Jobs are business processes turned into functional-style scripts. What does that mean, how should you approach writing jobs?
First, this is how I think about jobs and what we do at Open Function Group to try to make our job code as readable, future-proof, and concise as possible. There are a million different ways to approach writing jobs. This is one.
It all starts with state
If a job is a set of instructions for a chef (a recipe?) then the initial
state
is all of the ingredients they need tied up in a perfect little bundle.
It usually looks something like this:
{
"configuration": {
"hostUrl": "https://moh.kenya.gov.ke/dhis2",
"username": "taylor",
"password": "very-secret"
},
"data": {
"type": "registration",
"patient": {
"age": 24,
"gender": "M",
"nationalId": "321cs7"
}
}
}
This might be the initial state
for a real-time, message-triggered job. Some
source system generated a new patient payload and sent that payload to OpenFn.
The data from our source system will wind up in state.data
. Now if my job is
meant to take this new patient registration information and use it to create a
new record in the national health record system, I'll also need to provide my
robot-chef here with a credential so they can access that system. The credential
I've specified will get put into state.configuration
and now our "raw
ingredients" are all ready for our robot chef.
Note that even if this job was initiated by a cron trigger (e.g., "Hey chef, prepare this recipe every Tuesday at 7pm") or by a flow/catch trigger (e.g., "Hey chef, prepare this recipe only when you fail to make banana pancakes") it will have an initial state.
Every job, and every operation inside that job (think "step" in a recipe) is
called with state
and returns state
when it's done.
Initial state for a cron triggered job might look like this:
{
"configuration": {
"hostUrl": "https://moh.kenya.gov.ke",
"apiKey": "abc123"
},
"data": {},
"lastProcessedId": 321
}
And for a fail triggered job like this:
{
"configuration": {
"hostUrl": "https://moh.kenya.gov.ke",
"apiKey": "abc123"
},
"data": {},
"lastProcessedId": 321,
"error": ["Required field missing", "Patient Surname", "Line 43"]
}
No matter what, jobs start with state. See "Initial and final state for runs" for a detailed breakdown.
It ends with state
too
Now that we've got it in our heads that state
is the raw ingredients you hand
to your chef when you ask them to prepare a recipe, let's look at the recipe.
Boiled down (excuse the pun) a job for loading those patients into the national
health record system might look like this:
get('/api/insuranceRegistrations');
post('/api/patients', { ...someData });
post('/api/visits', { ...someData });
We're telling our chef to take those raw ingredients (login info for our national health system and a chunk of information about a newly registered patient) and do the following:
- Find out whether this person already has a national health insurance number
- Add this person to the patient registry (making use of some insurance data from step 1)

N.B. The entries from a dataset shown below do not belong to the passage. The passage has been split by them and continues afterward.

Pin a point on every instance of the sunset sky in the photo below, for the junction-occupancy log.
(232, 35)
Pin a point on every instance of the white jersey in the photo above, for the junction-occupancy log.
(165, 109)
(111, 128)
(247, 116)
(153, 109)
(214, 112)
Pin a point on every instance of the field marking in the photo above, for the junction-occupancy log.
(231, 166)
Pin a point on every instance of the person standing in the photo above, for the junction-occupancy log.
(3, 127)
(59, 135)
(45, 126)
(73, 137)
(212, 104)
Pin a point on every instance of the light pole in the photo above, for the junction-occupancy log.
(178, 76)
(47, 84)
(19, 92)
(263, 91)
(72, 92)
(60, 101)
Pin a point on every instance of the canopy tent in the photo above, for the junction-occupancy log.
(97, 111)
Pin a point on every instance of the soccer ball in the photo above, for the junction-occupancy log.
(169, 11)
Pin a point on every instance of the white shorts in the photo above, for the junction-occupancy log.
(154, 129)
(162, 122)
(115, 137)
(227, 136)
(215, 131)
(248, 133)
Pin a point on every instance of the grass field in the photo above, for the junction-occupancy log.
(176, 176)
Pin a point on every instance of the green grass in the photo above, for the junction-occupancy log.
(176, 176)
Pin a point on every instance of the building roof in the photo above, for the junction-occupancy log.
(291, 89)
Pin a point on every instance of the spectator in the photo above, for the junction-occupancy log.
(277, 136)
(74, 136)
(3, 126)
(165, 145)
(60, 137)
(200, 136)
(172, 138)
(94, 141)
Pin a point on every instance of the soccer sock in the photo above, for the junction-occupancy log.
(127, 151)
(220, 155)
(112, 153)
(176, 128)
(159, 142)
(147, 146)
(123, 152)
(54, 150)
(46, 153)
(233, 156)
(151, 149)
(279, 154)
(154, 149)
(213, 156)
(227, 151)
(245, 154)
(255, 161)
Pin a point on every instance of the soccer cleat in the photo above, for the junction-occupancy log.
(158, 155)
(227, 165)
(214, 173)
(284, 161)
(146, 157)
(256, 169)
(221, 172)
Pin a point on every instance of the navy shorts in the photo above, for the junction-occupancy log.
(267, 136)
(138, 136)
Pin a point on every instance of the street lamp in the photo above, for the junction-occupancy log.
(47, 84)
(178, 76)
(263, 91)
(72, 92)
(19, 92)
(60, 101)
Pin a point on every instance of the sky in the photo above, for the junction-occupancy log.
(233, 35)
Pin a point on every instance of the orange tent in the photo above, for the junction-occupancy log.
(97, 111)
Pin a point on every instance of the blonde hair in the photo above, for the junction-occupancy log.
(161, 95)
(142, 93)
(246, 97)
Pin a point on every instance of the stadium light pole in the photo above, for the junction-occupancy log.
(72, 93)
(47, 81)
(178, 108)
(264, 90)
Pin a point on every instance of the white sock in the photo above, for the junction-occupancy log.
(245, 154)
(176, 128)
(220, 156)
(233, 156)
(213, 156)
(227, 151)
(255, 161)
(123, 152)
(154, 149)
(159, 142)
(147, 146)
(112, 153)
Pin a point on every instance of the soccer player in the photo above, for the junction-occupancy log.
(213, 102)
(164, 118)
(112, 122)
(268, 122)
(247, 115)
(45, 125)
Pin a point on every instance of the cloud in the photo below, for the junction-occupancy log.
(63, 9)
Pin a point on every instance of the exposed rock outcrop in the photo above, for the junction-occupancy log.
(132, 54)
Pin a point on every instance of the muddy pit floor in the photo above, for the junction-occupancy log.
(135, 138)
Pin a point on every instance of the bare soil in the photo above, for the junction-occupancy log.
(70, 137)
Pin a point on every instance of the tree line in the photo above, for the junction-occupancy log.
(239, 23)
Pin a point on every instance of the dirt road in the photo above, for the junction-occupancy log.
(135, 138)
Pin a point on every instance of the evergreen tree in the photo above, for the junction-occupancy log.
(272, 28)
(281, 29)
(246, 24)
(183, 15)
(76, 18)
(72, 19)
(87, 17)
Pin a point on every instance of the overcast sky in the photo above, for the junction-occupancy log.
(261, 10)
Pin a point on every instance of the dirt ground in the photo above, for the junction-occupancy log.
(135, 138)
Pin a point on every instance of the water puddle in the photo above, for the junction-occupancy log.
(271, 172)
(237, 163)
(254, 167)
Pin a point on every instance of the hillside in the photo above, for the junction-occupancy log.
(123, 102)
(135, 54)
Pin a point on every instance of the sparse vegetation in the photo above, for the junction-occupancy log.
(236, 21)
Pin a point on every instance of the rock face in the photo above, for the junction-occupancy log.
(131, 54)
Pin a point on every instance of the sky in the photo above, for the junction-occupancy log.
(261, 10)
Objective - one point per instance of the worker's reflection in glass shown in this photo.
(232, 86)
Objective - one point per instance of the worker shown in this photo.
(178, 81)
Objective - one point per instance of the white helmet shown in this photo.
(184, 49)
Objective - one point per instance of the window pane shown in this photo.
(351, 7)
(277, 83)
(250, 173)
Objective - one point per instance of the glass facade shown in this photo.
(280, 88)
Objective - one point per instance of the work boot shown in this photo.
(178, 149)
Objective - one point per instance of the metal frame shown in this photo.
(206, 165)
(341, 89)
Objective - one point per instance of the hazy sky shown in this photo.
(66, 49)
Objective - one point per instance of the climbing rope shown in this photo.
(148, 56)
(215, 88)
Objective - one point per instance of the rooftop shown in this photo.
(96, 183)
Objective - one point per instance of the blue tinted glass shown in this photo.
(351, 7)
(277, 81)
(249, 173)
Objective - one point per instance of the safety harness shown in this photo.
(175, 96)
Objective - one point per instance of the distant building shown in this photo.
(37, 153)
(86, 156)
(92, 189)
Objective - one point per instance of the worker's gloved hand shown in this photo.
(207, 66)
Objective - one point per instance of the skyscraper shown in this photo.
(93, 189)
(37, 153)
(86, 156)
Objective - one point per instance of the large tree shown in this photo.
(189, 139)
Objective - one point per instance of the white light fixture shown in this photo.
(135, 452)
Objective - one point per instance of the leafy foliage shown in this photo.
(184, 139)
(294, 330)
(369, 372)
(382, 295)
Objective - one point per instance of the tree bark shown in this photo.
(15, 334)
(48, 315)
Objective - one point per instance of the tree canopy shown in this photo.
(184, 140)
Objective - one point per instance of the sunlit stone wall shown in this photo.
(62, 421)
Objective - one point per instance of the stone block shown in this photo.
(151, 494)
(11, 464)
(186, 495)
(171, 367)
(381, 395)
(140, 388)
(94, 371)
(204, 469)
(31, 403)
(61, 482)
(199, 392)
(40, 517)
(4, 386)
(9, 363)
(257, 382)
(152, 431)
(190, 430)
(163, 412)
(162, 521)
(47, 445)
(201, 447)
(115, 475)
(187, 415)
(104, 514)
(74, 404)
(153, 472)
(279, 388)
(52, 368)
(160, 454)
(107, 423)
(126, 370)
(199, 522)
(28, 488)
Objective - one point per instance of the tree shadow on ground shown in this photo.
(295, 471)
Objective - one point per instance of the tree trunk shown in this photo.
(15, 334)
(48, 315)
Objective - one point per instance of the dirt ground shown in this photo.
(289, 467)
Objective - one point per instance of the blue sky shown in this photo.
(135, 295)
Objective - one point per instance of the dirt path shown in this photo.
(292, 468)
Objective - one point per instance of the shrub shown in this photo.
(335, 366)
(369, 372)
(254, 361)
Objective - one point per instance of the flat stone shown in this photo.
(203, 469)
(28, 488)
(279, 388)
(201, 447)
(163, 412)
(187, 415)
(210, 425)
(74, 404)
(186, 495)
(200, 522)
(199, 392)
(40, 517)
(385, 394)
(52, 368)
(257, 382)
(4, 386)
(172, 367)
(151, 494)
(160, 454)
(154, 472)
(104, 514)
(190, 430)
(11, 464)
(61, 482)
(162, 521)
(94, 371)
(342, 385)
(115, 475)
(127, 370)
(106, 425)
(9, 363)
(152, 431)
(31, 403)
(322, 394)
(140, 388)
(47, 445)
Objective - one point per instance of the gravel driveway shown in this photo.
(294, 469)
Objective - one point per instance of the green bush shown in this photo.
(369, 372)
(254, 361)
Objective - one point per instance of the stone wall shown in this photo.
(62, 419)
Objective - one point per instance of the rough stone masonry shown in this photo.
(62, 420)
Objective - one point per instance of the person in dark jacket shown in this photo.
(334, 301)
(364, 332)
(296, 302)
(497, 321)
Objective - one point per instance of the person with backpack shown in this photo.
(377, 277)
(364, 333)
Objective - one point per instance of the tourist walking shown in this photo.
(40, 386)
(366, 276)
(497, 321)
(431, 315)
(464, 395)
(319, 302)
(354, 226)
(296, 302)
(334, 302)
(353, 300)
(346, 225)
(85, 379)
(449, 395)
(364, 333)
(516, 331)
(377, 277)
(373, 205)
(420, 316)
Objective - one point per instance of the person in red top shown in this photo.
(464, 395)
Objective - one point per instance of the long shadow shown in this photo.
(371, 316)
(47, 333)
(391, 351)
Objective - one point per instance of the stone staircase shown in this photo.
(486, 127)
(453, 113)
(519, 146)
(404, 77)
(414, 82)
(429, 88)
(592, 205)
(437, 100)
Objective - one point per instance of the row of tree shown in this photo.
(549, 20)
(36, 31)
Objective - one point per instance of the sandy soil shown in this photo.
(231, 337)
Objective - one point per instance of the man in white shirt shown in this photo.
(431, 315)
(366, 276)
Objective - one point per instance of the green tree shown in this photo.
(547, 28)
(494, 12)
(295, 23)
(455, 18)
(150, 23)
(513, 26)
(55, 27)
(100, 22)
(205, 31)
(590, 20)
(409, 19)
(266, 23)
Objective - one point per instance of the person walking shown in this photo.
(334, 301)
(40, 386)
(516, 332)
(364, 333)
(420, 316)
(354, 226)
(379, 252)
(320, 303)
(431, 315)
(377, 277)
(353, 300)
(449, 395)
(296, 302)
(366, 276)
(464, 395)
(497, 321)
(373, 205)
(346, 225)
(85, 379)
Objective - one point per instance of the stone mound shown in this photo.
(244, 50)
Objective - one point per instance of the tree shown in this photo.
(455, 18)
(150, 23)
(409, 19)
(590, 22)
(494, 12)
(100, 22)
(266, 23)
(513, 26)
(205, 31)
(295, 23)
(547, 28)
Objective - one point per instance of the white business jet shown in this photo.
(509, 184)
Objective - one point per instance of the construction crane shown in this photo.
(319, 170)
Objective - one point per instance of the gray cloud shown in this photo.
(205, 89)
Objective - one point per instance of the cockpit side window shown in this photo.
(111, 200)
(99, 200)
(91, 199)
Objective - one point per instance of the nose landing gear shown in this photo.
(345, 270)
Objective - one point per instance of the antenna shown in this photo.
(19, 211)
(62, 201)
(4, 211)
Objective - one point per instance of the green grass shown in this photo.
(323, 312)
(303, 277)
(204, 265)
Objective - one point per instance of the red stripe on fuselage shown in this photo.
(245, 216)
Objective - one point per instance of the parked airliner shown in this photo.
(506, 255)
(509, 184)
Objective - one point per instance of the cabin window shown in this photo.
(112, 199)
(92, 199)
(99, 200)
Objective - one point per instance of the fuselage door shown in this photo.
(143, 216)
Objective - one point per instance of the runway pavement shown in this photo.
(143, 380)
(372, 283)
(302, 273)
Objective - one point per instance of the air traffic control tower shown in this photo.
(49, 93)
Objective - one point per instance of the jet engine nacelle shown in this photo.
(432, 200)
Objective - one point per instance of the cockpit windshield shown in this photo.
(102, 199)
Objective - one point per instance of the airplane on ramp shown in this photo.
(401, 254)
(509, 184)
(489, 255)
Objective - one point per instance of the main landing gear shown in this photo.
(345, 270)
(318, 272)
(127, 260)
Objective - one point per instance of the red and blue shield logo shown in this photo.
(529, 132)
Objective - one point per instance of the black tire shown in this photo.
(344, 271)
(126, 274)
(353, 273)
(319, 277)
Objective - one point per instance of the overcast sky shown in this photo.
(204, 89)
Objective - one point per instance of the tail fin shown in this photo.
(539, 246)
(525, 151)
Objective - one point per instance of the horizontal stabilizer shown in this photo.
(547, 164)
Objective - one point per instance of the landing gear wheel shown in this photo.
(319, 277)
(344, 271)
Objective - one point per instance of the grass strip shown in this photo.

- Add a visit record with information about this initial visit (making use of patient registry data from step 2)
When all of this is done, we'll not only have a new patient and visit logged in
the national health registry, but we'll also return a final state
object with
information about what we've done that can be used in subsequent jobs. Imagine
that we want to make a cash transfer to this patient so that they can take a cab
to the next visit—we might create a job with the Mpesa adaptor that takes the
final state of this first job as its initial state. In this way, jobs are
composable.
But what about the complexity inside our job—in order to complete step 2, we need some data from the insurance registry and we only get that data in step 1. Crucially, each operation (again, think "step" in a recipe) takes state and returns state. In effect, the OpenFn execution pipeline simply calls all of your action methods with state, passing it along from one operation to the next, waiting for each to finish and using the output from the first as the input for the second.
While you may write your get
, post
, post
job as it's show above, the way
it's handled by OpenFn is actually more like:
return get('/api/insurance', { ...useDataFromState })(state)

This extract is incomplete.